Ele é baixinho, magrinho e tem olhão que capta até os movimentos mais sutis da sala. Embora pareça uma criatura conectada com planetas distantes, ele está sempre de antenas ligadas. Quando sorri, luzinhas de Natal se acendessem dentro da alma da gente, e tudo fica maravilhoso. Ele escolhe o momento certo para dizer as três palavrinhas mágicas – eu te amo – que desarmam qualquer boa intenção de contrariá-lo. Mas para ensinar, a paciência dele tem um limite: o erro. Tolerância zero para perguntas que ele entende serem “idiotas”, já que as respostas lhe são óbvias. Repetir explicações? Não o irritem, por favor!  Mas como boa aluna que sou, dia desses tentei seguir o caminho indicado por ele, através de seu mais recente dialeto: inglês de ouvido.

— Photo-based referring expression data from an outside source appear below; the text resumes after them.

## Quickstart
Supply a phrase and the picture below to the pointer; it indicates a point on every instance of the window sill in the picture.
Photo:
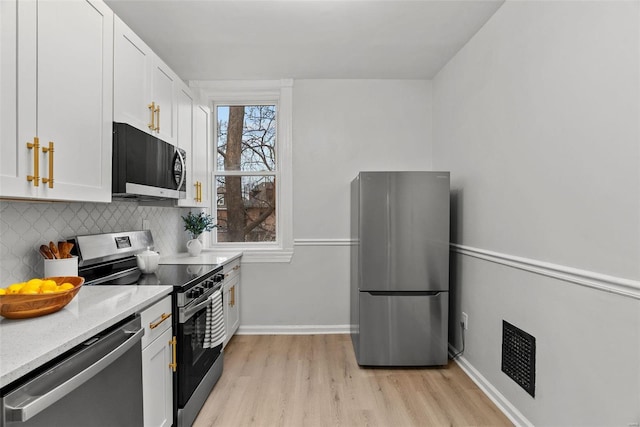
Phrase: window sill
(254, 256)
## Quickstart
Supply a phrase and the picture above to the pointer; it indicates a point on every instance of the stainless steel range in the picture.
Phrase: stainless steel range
(109, 259)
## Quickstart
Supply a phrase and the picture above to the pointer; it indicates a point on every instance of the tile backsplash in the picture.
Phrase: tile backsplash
(24, 226)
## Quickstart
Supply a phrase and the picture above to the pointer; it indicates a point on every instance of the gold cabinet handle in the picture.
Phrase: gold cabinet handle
(35, 146)
(49, 150)
(152, 108)
(164, 317)
(157, 110)
(174, 362)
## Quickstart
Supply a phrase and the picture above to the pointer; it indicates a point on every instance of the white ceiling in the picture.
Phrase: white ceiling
(305, 39)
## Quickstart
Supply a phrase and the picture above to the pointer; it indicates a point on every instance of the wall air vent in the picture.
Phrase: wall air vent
(519, 357)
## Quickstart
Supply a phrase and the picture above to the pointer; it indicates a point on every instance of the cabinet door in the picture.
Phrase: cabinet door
(16, 161)
(132, 60)
(157, 382)
(64, 94)
(163, 83)
(201, 153)
(184, 139)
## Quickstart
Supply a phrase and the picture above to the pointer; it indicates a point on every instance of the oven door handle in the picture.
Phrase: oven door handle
(186, 313)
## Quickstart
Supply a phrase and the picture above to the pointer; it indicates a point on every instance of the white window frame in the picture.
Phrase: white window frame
(273, 92)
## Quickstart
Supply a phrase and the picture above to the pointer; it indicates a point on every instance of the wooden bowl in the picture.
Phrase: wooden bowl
(21, 306)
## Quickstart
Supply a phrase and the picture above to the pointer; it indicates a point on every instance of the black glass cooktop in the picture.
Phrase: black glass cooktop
(179, 275)
(125, 272)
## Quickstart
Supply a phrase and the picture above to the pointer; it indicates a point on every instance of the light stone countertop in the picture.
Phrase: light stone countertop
(207, 256)
(26, 344)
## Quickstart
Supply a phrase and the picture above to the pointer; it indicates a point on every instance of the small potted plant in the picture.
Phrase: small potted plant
(196, 224)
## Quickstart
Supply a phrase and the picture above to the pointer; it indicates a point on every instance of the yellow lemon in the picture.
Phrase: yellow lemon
(15, 288)
(30, 289)
(65, 286)
(34, 282)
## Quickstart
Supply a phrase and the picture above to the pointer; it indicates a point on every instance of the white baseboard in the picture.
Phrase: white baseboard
(292, 329)
(492, 393)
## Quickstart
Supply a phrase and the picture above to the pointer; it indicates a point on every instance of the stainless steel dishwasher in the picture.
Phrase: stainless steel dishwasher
(98, 383)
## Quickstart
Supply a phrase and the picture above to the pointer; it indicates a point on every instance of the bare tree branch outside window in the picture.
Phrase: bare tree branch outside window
(245, 181)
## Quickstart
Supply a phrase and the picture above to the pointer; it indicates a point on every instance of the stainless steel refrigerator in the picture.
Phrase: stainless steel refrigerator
(400, 268)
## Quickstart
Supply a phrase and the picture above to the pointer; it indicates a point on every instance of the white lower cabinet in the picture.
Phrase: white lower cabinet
(157, 361)
(231, 298)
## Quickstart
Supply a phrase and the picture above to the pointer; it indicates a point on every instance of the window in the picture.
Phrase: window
(252, 170)
(245, 175)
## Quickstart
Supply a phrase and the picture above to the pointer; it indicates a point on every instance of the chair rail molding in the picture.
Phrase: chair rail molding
(324, 242)
(617, 285)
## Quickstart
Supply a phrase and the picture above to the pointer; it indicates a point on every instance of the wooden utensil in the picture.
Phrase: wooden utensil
(54, 250)
(65, 249)
(46, 252)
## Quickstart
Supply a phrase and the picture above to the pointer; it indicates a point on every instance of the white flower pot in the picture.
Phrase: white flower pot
(194, 247)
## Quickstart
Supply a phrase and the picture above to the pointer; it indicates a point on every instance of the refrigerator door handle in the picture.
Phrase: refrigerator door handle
(404, 293)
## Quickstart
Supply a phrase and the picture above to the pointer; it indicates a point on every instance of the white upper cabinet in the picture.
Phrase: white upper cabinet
(184, 133)
(56, 123)
(144, 92)
(197, 149)
(201, 153)
(132, 80)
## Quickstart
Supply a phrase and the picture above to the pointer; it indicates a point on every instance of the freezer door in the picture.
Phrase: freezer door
(404, 231)
(407, 329)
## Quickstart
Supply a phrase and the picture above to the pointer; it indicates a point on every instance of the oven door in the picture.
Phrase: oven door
(194, 359)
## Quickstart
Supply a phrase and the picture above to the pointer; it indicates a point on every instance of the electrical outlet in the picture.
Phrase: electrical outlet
(465, 321)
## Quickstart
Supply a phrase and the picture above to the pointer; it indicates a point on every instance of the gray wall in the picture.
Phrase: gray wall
(339, 128)
(537, 119)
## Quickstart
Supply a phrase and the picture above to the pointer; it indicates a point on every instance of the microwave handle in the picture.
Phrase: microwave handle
(183, 176)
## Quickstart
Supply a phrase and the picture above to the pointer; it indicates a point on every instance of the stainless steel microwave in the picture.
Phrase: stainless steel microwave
(146, 167)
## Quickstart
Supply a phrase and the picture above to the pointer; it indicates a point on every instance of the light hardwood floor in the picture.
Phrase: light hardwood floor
(314, 380)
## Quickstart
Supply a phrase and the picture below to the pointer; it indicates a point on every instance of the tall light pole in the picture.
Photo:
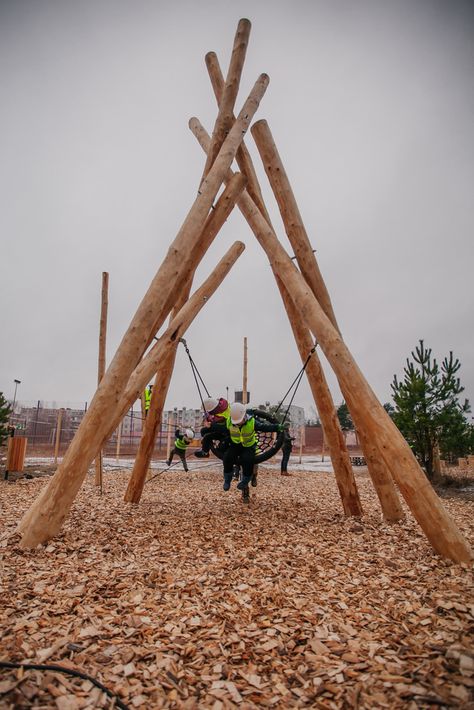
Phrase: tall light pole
(17, 382)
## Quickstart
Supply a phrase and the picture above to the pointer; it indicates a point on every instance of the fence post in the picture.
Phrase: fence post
(58, 435)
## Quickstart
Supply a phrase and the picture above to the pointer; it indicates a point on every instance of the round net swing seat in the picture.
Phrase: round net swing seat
(268, 443)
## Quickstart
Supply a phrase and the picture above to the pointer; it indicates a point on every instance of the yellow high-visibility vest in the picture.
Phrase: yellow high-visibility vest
(147, 399)
(244, 434)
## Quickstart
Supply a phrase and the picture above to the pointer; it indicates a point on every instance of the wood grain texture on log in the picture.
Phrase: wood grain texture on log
(46, 515)
(420, 497)
(152, 422)
(340, 456)
(329, 420)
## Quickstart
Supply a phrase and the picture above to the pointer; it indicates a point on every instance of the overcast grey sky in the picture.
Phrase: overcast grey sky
(371, 106)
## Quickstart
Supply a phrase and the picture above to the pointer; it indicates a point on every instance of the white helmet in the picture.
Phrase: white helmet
(237, 412)
(210, 403)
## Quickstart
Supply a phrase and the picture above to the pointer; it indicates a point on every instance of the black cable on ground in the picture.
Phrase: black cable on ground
(69, 671)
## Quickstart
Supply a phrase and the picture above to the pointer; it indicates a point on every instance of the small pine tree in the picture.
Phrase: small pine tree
(345, 418)
(5, 411)
(427, 410)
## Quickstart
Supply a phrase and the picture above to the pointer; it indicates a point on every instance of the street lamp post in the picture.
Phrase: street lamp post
(17, 382)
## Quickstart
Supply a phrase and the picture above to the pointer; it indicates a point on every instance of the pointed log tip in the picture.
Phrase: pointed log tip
(262, 122)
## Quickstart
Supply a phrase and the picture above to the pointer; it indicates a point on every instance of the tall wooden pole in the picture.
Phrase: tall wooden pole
(152, 423)
(435, 521)
(341, 461)
(171, 425)
(47, 513)
(225, 116)
(320, 390)
(101, 361)
(137, 479)
(307, 262)
(244, 379)
(329, 420)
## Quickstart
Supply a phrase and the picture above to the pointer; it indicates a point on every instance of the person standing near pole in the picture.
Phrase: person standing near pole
(216, 413)
(243, 428)
(286, 448)
(181, 443)
(147, 398)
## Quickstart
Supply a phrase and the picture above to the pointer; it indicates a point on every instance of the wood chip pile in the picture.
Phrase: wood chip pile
(194, 600)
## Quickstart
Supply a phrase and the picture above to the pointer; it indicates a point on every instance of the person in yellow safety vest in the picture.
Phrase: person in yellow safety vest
(216, 413)
(242, 428)
(181, 443)
(147, 398)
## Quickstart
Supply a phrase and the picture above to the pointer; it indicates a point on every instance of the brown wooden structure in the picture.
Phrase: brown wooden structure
(391, 464)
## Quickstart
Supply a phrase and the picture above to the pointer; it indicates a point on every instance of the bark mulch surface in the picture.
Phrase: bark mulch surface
(195, 600)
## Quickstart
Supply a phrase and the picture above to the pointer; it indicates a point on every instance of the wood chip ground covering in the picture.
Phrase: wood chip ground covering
(194, 600)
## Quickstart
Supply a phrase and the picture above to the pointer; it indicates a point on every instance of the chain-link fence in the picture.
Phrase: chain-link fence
(51, 426)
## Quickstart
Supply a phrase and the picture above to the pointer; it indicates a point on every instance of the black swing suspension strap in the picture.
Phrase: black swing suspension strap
(296, 383)
(196, 373)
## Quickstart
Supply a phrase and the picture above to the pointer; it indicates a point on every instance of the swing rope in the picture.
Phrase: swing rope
(296, 382)
(195, 372)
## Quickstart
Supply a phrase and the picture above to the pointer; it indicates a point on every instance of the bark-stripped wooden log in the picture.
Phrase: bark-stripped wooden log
(47, 513)
(307, 262)
(437, 524)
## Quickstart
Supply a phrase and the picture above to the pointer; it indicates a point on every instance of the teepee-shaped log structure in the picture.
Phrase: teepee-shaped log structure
(309, 309)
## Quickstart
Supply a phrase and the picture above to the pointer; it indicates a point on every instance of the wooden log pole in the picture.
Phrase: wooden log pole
(152, 423)
(47, 522)
(119, 437)
(244, 374)
(145, 451)
(101, 360)
(380, 472)
(58, 434)
(16, 452)
(341, 461)
(225, 115)
(243, 157)
(168, 437)
(437, 524)
(45, 516)
(340, 457)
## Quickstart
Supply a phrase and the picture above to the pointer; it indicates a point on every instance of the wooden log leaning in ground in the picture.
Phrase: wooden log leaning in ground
(101, 359)
(322, 396)
(296, 232)
(47, 513)
(437, 524)
(225, 115)
(341, 463)
(83, 453)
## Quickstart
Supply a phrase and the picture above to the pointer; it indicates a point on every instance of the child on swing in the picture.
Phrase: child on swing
(181, 443)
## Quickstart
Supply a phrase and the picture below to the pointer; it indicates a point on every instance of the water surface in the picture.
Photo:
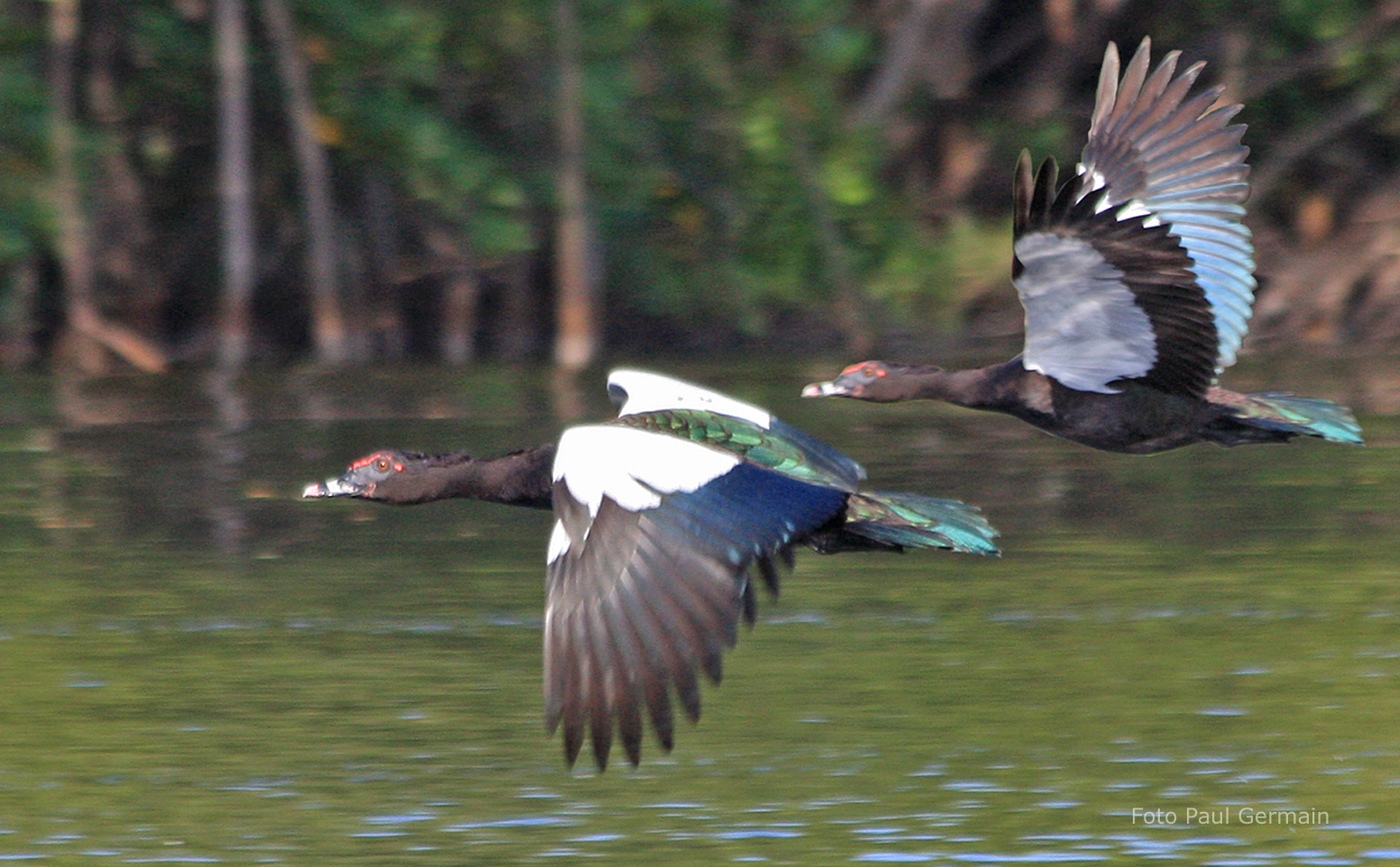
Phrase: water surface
(196, 667)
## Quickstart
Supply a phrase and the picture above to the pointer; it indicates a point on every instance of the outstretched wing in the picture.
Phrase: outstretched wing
(1140, 266)
(670, 405)
(647, 574)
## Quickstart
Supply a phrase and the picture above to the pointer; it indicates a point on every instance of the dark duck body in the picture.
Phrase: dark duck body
(1137, 282)
(661, 516)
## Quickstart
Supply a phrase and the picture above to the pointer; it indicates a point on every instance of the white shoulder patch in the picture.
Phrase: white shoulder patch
(654, 393)
(1082, 325)
(633, 467)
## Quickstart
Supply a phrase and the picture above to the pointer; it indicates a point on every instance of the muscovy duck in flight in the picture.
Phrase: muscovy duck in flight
(661, 514)
(1137, 284)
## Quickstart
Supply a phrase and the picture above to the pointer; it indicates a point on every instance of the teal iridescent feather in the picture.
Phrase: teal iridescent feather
(917, 521)
(1311, 416)
(782, 447)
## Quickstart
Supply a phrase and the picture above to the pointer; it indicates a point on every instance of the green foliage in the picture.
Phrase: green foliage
(22, 140)
(728, 185)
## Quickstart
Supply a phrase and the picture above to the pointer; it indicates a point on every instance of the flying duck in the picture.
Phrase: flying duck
(660, 517)
(1137, 282)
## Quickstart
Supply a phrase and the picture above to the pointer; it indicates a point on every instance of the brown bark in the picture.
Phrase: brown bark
(576, 300)
(457, 338)
(122, 234)
(74, 251)
(236, 182)
(328, 325)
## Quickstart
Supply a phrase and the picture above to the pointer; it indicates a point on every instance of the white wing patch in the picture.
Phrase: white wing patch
(1082, 325)
(654, 393)
(633, 467)
(558, 544)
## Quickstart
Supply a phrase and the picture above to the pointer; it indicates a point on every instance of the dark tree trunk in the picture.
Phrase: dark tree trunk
(576, 300)
(122, 236)
(236, 182)
(328, 325)
(86, 328)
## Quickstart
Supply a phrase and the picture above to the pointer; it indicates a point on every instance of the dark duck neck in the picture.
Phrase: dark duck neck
(1006, 387)
(520, 478)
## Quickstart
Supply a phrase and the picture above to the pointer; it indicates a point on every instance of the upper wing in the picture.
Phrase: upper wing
(1140, 266)
(647, 574)
(691, 411)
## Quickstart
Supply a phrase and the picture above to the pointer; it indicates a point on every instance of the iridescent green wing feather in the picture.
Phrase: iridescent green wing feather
(780, 447)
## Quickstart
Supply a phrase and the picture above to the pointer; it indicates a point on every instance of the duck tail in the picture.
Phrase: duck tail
(1308, 416)
(910, 520)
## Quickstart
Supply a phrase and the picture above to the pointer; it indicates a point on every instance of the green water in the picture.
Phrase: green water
(196, 667)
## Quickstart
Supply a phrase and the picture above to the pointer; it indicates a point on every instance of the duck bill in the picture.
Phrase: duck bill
(332, 488)
(826, 389)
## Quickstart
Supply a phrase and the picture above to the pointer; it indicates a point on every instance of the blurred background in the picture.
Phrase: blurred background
(360, 182)
(244, 243)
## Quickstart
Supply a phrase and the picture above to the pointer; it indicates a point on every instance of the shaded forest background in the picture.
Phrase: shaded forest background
(360, 181)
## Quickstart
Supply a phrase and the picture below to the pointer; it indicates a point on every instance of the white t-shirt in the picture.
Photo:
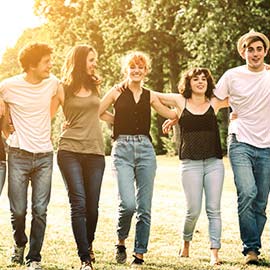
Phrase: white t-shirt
(249, 97)
(30, 112)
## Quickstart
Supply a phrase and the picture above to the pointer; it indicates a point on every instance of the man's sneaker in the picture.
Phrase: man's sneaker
(86, 266)
(120, 254)
(92, 254)
(34, 265)
(251, 258)
(137, 263)
(17, 255)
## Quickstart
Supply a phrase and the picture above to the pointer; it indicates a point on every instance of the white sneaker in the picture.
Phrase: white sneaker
(34, 265)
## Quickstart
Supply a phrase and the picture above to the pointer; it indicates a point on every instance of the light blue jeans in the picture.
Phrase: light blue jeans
(25, 167)
(251, 169)
(200, 176)
(134, 165)
(2, 174)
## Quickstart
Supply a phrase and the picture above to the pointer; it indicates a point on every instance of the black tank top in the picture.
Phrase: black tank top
(199, 135)
(2, 148)
(132, 118)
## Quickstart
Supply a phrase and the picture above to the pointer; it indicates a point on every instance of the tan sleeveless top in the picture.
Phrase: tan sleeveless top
(84, 133)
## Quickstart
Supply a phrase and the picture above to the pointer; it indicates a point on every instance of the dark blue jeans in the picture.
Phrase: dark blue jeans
(82, 174)
(24, 167)
(251, 169)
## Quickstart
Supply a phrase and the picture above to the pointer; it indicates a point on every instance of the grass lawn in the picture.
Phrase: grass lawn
(59, 250)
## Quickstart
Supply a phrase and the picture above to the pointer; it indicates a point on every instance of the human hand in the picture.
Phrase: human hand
(121, 87)
(65, 126)
(233, 116)
(2, 107)
(167, 125)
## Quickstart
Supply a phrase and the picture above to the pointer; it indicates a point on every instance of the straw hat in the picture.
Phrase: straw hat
(251, 33)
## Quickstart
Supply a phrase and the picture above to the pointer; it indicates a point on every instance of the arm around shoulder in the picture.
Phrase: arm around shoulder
(108, 99)
(57, 100)
(160, 108)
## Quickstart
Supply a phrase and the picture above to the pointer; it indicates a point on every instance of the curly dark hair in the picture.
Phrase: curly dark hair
(31, 54)
(184, 85)
(74, 74)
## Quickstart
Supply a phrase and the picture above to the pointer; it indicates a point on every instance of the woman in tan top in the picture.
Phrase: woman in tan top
(81, 150)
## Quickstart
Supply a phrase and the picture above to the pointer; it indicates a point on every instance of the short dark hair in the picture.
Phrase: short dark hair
(184, 85)
(31, 54)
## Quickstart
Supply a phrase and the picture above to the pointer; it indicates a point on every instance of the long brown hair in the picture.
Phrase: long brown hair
(184, 85)
(74, 74)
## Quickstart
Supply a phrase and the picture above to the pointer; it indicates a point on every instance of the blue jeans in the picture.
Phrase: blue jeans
(251, 168)
(2, 174)
(198, 176)
(82, 174)
(24, 167)
(134, 164)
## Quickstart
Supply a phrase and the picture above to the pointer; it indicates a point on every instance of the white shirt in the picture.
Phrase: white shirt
(249, 97)
(30, 112)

-Agora, você. Vai! Nãaaaaaaoooooo… Assim tu morre! Te esconde embaixo da cama, de-va-gar… Se tiver um animatrôni, foge. Não é do Mánicrefeti. Entendeu? Esse é o faivinaiéfreri. Ele tá escondido no escuro. Tu tem que sobreviver cinco noites… CUIDADO! A FOCSSI! Ué, a Focssi é uma raposa do mal. Tá ouvindo a respiração dela? Espera… Não acende a luz da lanterna ainda…  Ela tá no armário… Cuidado… Tu não tá vendo nada porque ela tá invisível. FECHA A PORTA DO ARMÁRIO… VOCÊ MORREU, VÓ! Eu te disse que tem que esperar até a luz piscar. Vamos jogar um mais fácil. O oscartitcher. Não é o professor Oscar, vó! É a professora malvada. Você tem que irritar ela e fugir. Pega a escada… Ah! Pronto! Agora você não vai mais mudar de nível. Tem que ficar de olho nesse quadradinho, onde aparece a maluca.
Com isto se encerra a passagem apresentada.